BILL KELLER
by Bill Keller
My father took a homestead at Northern Valley in 1910. There was no school at Northern Valley at the time, so we went to London, Ont., for eight years to attend school. The fall of 1919 we came back to the homestead. Our closest village was Elk Point. To reach it we had to cross the river, by a ferry in summer, and on the ice in winter. The winter of 1919-20 I did chores for Mr. A.J. Monkman, who had the mail delivery from Elk Point to Vermilion, and back. The next winter Mr. Monkman asked me to drive the mail by horse team. The distance we covered was fifty-six miles, in winter in an open sleigh in all kinds of weather. I used to leave Elk Point at 7 a.m. and had to be in Vermilion by 6 p.m. There were several post offices between the two points. In those days the Mounted Police rode horses, patrolling from the north to Vermilion. I often met them on the trail.
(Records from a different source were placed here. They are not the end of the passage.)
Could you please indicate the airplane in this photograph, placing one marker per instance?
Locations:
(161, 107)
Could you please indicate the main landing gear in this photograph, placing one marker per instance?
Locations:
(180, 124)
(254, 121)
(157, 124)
Mr. Charles Hood was the Elk Point postmaster at that time. He had a hardware store on the corner where Steve Andrishak's Museum now stands. I stayed at the Caskey Hotel, which was east of the store. The Livery Barn was to south of the hotel. Livery barns were very important as most travel was by horses.
Later on, in the hungry thirties, I worked as second manon the ferry one summer.
Joe Keller, Charlie, Bill, Beth, Josephine, Joe and Nellie,
and the car that carried them to Alberta, 1919.
NOTE: Bill Keller died in January, 1977.